U.S. immigration law provides asylum and refugee protection for people who have been or might be persecuted in their home country based on any of five grounds: political opinion, religion, race, nationality, or membership in a particular social group. (See 8 U.S.C. § 1101(a), I.N.A. § 101(a).) Asylees and refugees are allowed to live and work in the United States, becoming eligible for permanent residence (also known as a green card) after one year.
Although the law does not explicitly mention ethnicity as one of the five protected grounds, it is nonetheless well-established (based on judicial and administrative decisions) that asylum and refugee protection applies to persons who have been or might be persecuted due to membership in an ethnic group. The distinction between this ground and some of the others (such as race and nationality), however, is not always clear.
This article clarifies the use of ethnicity as a distinct category. It also discusses forms and examples of ethnic persecution that could trigger asylum and refugee protections, as well as common difficulties that applicants to these statuses might encounter in attempting to prove their case.
An ethnic group is a social group typically identified on the basis of shared cultural history; especially linguistic history. It is similar to, and sometimes considered synonymous with, a national group. However, nationality (broadly defined to refer not necessarily to a group's actual or potential citizenship but rather to its shared political history or aspirations) is a more modern category often associated with independent states.
By contrast, ethnicity can be shared either within or across state and other political boundaries. For example, while many Kurds who are spread across Turkey and Iraq might have a strong desire for full political independence, few Quiché people living in Guatemala seem to have expressed such sentiments.
Ethnic groups are also often associated with racial categories (which are usually based on shared physical characteristics). This is because long lines of shared cultural history often run in close parallel with lines of shared ancestry and geographic origins. However, racial categories tend to be broader and vaguer, applying to multiple ethnic groups at the same time.
At the least, membership in an ethnic group would count as a form of membership in a particular social group – which, in the context of asylum and refugee law, refers to people sharing some innate, unchangeable, or otherwise fundamental characteristic (such as native or ancestral language and others customs).
If you are claiming persecution on the basis of your perceived ethnic identity, you can always apply for protection under the "particular social group" category (though nationality or race might provide alternative grounds). Do not worry about the size or age of the group, or about the fact that you do not self-identify with it (if that's the case). Focus instead on establishing your persecutor's beliefs about the group.

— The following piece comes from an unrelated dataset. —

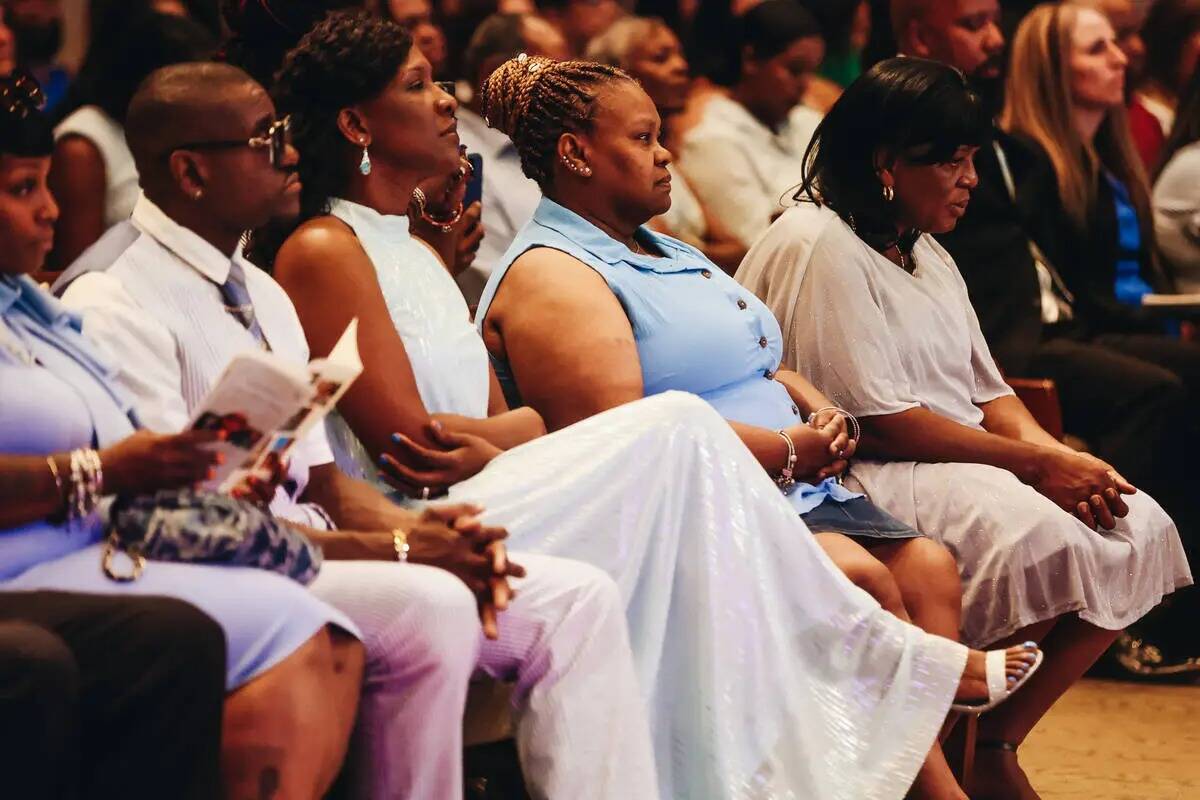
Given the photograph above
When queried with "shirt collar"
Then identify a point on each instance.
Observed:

The word "persecution" generally refers to serious threats or infliction of physical, psychological, or economic harm by one's own government or by groups whom one's government is either unwilling or unable to control.
There have been many examples of ethnic persecution throughout history. Genocides are the most dramatic; that is, systematic killings aimed at exterminating large numbers of people based on their membership in a particular group. (Such killings occurred, for instance, in Rwanda in 1994, when Hutu militia targeted Tutsis, and in Germany during World War II, when the Nazi government targeted persons of Jewish descent, among others they deemed "undesirable.") Clearly, people who escape genocide are eligible for asylum or refugee status.
However, ethnic persecution need not take such radically violent forms to trigger asylum or refugee protections. As in cases of racial persecution, severe and persistent forms of ethnic discrimination (including denials of basic human rights, or even basic civil rights such as the right to vote) can also qualify victims for asylum or refugee status in the United States. Such discrimination need not be explicitly aimed at hurting the affected group; proving that the negative impact or enforcement of a seemingly neutral law falls disproportionately on the group may suffice, although this may be a harder case to make.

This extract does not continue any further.